La centrale hydroélectrique de Kakobola, dans la province du Kwilu, vient de franchir une étape décisive. Les blocages techniques et financiers qui empêchaient sa mise en service ont été levés. Il reste à désigner l’entreprise qui va l’exploiter au quotidien.
Le ministre des Ressources hydrauliques et de l’Électricité a présenté ce dossier lors du 69ᵉ Conseil des ministres du 5 décembre 2025. Il a confirmé que les conditions pour faire tourner la centrale sont désormais réunies. Mais il a aussi rappelé qu’un point reste en suspens ; le choix de l’exploitant chargé de gérer l’ouvrage dans la durée.

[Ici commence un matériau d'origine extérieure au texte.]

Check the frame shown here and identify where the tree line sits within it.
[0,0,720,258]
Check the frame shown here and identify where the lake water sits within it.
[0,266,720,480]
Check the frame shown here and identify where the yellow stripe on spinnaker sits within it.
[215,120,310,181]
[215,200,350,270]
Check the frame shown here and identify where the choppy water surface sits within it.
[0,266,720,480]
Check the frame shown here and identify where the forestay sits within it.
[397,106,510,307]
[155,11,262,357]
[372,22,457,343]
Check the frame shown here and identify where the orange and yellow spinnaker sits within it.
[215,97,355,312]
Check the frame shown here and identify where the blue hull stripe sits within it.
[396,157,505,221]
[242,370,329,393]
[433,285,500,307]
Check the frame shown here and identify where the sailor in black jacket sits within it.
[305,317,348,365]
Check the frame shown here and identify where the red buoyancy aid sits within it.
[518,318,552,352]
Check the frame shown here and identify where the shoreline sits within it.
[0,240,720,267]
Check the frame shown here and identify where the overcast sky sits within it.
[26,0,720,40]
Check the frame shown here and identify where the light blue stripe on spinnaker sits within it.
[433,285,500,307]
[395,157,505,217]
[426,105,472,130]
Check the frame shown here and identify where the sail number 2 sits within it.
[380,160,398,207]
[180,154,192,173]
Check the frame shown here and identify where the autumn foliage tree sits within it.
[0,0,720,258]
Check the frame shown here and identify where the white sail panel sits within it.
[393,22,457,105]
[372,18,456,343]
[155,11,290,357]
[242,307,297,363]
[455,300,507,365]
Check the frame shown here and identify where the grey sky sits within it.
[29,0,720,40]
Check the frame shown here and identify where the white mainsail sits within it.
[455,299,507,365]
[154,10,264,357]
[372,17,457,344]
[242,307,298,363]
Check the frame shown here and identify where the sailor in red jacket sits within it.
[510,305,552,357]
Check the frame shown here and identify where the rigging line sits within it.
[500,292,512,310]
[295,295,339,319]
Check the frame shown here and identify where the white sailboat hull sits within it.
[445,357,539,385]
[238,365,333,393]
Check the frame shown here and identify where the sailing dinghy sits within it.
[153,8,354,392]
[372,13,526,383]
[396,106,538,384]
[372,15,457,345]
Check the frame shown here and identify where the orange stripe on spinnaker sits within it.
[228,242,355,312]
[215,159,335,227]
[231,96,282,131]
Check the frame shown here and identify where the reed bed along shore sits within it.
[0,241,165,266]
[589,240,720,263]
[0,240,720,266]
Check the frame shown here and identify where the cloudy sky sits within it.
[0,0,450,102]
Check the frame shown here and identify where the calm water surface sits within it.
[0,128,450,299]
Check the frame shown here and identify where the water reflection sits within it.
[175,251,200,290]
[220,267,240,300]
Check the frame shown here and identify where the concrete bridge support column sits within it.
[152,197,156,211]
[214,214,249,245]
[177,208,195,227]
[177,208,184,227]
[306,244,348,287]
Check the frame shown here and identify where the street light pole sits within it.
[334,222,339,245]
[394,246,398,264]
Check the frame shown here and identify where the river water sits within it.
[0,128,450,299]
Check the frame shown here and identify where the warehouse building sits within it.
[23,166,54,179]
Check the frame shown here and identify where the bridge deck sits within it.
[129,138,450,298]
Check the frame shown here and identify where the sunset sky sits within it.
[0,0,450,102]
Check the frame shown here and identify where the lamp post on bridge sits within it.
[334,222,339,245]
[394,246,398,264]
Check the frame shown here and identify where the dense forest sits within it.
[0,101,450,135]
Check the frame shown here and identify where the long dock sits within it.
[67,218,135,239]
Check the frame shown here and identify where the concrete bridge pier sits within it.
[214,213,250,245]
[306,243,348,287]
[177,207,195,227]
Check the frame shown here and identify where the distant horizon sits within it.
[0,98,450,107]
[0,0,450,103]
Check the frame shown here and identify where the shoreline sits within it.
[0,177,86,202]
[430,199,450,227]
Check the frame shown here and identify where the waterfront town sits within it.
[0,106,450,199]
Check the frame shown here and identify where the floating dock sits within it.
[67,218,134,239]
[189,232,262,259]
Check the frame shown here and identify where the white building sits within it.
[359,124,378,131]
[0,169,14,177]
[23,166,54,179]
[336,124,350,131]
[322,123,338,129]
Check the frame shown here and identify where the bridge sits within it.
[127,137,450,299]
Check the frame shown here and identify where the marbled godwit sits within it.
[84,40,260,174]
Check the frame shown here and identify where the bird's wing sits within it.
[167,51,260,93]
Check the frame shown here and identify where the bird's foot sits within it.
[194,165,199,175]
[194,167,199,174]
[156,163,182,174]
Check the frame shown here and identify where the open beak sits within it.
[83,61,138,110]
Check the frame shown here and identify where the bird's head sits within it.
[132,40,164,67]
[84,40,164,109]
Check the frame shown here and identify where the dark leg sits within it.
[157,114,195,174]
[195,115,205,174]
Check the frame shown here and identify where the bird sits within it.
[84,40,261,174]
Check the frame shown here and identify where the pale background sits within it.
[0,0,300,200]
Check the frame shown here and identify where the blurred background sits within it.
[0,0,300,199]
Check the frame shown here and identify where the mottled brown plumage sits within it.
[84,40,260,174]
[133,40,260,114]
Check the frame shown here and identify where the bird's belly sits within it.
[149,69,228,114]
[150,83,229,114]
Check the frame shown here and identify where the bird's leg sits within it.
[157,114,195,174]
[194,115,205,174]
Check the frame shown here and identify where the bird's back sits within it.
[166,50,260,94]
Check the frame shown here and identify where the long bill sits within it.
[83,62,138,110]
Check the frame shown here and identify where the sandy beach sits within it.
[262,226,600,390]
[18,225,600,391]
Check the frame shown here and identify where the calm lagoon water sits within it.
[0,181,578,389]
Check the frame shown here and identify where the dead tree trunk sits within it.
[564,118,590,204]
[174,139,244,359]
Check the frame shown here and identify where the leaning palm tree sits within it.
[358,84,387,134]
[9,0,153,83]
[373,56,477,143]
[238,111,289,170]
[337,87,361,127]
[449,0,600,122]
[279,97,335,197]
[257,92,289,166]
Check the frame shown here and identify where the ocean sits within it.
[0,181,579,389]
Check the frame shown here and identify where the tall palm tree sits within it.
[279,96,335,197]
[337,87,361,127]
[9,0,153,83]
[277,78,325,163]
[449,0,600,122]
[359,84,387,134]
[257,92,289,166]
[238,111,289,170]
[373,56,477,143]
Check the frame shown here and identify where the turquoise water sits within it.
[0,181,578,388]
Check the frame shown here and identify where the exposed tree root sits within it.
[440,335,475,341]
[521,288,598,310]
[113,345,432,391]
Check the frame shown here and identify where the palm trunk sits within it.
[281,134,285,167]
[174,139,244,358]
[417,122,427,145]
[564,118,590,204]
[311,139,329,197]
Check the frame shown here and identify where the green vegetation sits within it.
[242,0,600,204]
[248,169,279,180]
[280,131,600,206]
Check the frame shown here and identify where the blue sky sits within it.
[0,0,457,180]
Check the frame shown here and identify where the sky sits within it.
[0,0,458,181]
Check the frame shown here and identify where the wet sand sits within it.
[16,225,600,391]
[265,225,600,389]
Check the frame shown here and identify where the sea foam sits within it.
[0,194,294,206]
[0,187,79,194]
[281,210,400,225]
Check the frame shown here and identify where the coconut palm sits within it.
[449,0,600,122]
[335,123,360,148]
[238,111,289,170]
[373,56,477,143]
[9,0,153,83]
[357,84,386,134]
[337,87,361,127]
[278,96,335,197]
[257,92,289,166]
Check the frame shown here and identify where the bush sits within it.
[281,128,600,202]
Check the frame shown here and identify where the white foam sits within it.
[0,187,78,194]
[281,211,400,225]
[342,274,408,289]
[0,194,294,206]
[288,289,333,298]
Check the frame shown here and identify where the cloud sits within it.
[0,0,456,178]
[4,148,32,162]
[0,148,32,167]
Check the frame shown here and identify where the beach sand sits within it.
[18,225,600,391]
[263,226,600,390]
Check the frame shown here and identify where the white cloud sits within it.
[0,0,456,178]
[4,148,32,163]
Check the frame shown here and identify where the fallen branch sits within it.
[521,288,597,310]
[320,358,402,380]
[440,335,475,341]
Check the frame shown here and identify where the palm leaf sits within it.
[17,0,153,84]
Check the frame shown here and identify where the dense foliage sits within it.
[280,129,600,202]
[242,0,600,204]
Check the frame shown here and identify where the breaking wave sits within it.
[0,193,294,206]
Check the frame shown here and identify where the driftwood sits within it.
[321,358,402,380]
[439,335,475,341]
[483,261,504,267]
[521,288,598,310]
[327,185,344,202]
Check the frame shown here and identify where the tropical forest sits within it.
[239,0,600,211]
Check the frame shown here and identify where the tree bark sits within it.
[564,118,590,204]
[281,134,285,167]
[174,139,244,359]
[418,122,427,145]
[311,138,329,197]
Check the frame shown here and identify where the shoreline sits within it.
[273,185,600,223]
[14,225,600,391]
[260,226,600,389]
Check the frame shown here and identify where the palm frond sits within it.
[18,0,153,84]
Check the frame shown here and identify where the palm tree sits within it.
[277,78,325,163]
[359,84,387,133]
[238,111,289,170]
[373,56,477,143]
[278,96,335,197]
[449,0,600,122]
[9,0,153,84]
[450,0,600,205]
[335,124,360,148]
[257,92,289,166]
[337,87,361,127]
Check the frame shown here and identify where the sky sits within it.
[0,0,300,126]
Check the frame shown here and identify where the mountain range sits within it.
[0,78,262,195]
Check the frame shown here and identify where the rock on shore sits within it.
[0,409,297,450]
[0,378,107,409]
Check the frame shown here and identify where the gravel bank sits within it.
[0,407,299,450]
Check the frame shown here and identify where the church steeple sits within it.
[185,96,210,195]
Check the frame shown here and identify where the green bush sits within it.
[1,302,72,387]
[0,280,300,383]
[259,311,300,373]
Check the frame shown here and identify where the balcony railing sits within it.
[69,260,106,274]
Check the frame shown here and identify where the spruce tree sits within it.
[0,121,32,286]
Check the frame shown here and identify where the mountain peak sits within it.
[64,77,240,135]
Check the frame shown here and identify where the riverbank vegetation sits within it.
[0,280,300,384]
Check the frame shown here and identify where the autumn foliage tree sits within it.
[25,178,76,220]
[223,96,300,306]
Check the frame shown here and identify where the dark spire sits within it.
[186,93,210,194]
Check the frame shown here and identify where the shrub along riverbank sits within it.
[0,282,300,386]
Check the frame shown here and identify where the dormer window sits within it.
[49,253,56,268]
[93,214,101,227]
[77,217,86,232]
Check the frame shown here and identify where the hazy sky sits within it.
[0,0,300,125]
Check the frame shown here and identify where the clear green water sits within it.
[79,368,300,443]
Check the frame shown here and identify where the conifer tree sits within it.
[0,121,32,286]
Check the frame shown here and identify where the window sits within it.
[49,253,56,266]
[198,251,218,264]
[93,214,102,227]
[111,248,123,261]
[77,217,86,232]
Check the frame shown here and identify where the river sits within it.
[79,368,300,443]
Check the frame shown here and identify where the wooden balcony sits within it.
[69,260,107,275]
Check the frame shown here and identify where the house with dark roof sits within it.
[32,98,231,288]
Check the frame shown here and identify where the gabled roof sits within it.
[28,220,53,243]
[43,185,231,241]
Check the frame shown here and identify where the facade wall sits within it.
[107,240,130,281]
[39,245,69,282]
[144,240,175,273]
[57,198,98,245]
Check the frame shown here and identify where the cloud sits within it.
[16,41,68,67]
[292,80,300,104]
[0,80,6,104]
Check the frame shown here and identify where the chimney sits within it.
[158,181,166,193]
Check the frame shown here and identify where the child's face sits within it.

Un choix d’exploitant sous forte pression de temps
La centrale de Kakobola est considérée comme stratégique pour le Kwilu. Dans cette province, les infrastructures électriques sont presque absentes. De nombreuses localités vivent encore avec un accès très limité, voire nul, à l’électricité. Mettre Kakobola en service rapidement devient donc une priorité.
Pour gagner du temps, le gouvernement propose de recourir à une « entente directe ». Concrètement, il ne s’agirait pas d’un appel d’offres classique ouvert à de nombreux candidats, mais d’une négociation directe avec un ou plusieurs opérateurs intéressés, prêts à former un consortium. L’objectif est d’aboutir vite à un contrat d’exploitation et de gestion.
Le compte rendu du Conseil insiste sur cette dimension de rapidité. Le recours à l’entente directe doit « accélérer la mise en service de la centrale » et permettre de « sécuriser rapidement un exploitant compétent ». Le gouvernement met en avant l’urgence des délais, la nécessité de protéger les intérêts de l’État et la qualité du service public qui sera rendu aux habitants du Kwilu.
En toile de fond, ce choix pose aussi la question de la transparence et de l’efficacité dans l’attribution des contrats publics. Mais pour les populations concernées, l’enjeu immédiat est simple; voir enfin la centrale de Kakobola produire de l’électricité et améliorer leur vie quotidienne.